Computational Infrastructure for Sensitive Data Analysis
The project aims to develop a novel framework for data access and use policy (DAUP) compliant analysis of sensitive data. The framework will support (i) Querying and retrieval of information from the data store that are permitted by the user or project specific DAUP. Such information could include the schema of the data store, metadata that specify the variables, and their domains and ranges, etc.; (ii) Execution of system or user-supplied implementations of algorithms for construct predictive or causal models or visualizations from the data in the data store; (iii) Evaluation of the predictive performance of the resulting models on benchmark data or user-provided data; (iv) Deployment of the validated models in the form of web servers that provide predictions or visualizations over user-submitted data or over results of user-defined queries against the data store; and (v) Publication of reusable analytics workflows. This exploratory project seeks to test the feasibility of the framework using predictive and causal modeling of data from an online health community as a test case. A major outcome of this project is the open source software infrastructure for facilitating analysis and visualization of sensitive data. This research will: (i) fill a major gap in infrastructure for predictive modeling from sensitive data; (ii) significantly lower the barrier to the entry of researchers with deep expertise in analytics to domains (e.g., health, education) that involve sensitive data; (iii) improve the accuracy of assessment of the state-of-the-art in predictive and causal modeling in such domains by facilitating rigorous comparison of algorithms; and (iv) facilitate, reproducible analysis of sensitive data.

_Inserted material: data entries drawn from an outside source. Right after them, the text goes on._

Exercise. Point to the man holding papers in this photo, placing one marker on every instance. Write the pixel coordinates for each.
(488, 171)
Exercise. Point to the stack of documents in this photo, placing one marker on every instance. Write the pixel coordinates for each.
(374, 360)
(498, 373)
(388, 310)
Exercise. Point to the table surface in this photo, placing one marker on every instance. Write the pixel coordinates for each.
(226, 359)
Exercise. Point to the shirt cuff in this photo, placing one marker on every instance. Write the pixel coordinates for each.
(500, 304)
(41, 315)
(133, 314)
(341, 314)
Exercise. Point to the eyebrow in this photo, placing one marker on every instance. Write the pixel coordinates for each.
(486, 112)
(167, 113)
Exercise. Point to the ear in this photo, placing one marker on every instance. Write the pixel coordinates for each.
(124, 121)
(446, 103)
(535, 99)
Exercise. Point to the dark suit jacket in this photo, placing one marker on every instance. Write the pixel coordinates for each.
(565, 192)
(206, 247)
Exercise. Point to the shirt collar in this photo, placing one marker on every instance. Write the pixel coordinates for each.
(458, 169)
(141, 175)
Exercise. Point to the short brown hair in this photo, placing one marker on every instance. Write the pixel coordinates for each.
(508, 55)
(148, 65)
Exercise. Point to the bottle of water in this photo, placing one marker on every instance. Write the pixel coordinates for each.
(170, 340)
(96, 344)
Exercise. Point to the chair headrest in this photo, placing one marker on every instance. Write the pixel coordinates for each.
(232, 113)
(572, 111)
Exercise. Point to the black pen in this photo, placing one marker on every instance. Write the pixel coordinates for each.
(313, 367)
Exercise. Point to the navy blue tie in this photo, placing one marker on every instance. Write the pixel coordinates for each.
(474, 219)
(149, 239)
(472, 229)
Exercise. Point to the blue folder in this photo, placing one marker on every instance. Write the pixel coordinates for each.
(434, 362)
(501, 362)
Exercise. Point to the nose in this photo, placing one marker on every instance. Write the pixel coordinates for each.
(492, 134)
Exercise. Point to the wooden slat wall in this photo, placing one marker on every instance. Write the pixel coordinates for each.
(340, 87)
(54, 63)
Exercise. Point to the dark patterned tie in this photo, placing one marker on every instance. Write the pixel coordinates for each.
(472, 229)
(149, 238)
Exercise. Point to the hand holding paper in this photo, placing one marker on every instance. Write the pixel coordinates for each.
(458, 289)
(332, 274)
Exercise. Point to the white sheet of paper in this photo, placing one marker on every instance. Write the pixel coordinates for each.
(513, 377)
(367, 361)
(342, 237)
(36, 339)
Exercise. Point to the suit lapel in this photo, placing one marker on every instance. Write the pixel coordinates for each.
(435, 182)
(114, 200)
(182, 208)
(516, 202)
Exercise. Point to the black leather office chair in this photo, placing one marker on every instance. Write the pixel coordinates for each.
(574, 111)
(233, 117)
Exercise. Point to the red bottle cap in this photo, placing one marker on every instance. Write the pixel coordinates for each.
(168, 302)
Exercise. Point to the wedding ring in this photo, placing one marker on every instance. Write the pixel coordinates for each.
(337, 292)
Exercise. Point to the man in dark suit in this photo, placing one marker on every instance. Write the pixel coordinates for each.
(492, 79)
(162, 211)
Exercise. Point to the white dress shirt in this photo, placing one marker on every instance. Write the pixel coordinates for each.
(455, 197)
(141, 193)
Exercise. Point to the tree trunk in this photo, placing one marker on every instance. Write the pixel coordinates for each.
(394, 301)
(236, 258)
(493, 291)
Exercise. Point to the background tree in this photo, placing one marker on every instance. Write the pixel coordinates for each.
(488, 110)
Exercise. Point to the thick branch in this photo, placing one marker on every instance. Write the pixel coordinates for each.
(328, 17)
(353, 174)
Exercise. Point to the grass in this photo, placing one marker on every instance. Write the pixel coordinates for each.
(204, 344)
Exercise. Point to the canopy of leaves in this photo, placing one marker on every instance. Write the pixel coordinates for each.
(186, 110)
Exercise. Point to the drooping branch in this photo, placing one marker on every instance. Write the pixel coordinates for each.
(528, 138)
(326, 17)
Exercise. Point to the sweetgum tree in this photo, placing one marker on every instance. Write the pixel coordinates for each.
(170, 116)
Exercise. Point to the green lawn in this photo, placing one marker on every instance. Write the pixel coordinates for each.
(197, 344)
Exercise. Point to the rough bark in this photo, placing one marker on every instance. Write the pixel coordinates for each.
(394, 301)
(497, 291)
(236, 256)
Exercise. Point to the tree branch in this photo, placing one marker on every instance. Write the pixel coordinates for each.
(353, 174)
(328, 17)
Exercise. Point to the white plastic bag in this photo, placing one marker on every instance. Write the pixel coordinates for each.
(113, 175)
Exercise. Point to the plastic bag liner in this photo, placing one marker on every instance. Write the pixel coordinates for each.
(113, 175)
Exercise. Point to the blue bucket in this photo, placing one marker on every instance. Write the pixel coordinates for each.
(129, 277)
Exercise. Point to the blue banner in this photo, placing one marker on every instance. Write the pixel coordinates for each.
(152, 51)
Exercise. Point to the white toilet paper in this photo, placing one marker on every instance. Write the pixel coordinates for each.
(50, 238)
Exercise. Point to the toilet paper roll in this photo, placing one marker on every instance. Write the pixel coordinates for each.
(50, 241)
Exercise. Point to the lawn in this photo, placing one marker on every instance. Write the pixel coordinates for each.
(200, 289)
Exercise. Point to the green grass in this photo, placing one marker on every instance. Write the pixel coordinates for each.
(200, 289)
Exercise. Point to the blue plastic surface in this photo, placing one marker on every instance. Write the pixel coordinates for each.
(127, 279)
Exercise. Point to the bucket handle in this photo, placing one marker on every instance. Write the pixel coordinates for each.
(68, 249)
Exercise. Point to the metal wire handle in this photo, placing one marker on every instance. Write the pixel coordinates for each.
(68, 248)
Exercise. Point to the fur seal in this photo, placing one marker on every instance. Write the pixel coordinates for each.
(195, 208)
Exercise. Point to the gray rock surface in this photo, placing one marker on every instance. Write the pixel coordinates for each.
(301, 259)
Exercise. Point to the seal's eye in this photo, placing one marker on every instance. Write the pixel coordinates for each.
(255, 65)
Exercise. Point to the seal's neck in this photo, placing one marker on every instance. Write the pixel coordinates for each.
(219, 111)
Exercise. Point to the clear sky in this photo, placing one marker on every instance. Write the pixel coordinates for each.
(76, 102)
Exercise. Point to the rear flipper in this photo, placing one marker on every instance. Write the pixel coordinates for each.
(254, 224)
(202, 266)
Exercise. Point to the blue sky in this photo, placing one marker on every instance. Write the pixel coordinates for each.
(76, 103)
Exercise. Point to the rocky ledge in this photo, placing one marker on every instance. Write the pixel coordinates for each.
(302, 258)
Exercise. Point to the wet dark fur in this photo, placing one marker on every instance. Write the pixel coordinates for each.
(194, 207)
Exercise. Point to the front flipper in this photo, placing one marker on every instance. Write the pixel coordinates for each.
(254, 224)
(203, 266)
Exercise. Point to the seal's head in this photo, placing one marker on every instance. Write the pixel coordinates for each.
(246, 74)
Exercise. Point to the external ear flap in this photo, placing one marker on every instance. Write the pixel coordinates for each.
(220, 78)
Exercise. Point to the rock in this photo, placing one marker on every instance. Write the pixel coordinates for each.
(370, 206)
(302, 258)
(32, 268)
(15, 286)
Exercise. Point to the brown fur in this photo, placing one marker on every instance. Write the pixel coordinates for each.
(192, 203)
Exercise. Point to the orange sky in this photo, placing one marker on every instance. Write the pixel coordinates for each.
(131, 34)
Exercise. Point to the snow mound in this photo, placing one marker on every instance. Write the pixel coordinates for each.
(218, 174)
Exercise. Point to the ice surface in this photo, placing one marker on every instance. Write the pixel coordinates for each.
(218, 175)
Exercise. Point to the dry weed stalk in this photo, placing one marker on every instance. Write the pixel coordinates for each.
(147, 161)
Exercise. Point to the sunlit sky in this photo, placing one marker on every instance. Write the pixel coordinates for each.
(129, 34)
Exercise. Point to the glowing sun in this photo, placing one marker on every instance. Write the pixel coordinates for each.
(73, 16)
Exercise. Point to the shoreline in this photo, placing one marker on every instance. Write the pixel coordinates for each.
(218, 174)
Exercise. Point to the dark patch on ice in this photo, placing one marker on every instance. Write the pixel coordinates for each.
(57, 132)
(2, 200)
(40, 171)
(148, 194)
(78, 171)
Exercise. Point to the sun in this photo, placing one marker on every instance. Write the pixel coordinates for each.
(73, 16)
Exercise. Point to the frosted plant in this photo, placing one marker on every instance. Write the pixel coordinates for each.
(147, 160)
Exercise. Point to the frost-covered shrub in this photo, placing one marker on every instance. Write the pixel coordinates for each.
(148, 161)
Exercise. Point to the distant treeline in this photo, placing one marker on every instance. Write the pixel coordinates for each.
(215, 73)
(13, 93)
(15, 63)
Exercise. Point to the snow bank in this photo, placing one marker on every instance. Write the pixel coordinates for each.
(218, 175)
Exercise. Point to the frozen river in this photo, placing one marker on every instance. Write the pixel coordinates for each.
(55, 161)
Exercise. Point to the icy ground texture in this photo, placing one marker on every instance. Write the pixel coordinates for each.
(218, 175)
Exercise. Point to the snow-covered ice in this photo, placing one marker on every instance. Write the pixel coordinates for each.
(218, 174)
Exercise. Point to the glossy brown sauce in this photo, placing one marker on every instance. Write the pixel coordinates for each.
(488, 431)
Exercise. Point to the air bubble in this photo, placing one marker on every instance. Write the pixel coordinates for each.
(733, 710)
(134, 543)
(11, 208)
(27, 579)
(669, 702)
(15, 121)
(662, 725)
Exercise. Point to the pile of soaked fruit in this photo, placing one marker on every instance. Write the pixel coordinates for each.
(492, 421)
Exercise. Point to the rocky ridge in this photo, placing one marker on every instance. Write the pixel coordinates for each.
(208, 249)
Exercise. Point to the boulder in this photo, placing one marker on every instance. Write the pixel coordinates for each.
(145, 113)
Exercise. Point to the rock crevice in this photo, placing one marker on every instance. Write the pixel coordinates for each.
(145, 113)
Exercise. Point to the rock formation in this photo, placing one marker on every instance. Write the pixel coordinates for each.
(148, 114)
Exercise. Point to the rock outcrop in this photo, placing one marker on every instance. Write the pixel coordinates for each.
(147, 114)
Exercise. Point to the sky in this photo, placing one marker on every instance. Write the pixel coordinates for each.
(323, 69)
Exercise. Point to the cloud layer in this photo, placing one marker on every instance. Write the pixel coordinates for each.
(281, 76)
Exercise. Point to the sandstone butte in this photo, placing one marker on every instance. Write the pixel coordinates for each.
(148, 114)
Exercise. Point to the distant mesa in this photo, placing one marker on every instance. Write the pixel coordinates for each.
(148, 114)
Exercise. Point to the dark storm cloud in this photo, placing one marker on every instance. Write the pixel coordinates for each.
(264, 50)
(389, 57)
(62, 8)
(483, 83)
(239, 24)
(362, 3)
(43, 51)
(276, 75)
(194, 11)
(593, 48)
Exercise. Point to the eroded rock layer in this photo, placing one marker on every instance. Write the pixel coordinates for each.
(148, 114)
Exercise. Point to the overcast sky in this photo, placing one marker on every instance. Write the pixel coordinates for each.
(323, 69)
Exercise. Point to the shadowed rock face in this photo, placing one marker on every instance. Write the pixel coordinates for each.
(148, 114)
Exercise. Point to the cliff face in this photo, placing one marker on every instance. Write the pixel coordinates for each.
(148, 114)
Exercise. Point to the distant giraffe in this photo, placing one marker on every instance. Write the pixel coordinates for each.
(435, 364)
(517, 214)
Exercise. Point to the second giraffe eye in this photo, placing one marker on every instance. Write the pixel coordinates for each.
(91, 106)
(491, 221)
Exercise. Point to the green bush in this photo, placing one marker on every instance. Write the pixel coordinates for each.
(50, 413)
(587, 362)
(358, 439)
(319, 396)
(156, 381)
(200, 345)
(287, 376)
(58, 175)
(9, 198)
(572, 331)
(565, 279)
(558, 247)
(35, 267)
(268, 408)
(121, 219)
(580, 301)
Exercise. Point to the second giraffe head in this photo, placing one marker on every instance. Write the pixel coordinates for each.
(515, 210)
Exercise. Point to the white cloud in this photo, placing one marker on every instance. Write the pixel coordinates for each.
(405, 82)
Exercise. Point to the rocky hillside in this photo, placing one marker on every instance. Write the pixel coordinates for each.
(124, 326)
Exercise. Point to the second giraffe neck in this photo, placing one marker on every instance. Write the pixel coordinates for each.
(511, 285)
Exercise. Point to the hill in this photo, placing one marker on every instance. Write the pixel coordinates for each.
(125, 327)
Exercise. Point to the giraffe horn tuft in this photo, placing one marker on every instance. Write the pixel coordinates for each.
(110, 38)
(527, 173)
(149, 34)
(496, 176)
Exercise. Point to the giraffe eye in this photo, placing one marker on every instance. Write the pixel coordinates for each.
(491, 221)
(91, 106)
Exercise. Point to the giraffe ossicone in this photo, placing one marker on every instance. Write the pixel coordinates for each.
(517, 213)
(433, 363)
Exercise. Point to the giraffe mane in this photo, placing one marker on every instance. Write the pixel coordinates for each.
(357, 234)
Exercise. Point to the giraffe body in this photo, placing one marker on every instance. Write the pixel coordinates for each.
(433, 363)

This research will (i) yield a prototype open source software infrastructure to support analysis and visualization of sensitive data; (ii) Accelerate data-driven advances in domains that involve sensitive data e.g., health, education through broad engagement of talent in developing better algorithms; and (iii) Support incorporation of hands-on experience with such applications into Data Sciences education through hackathons and competitions organized around specific sensitive data sets.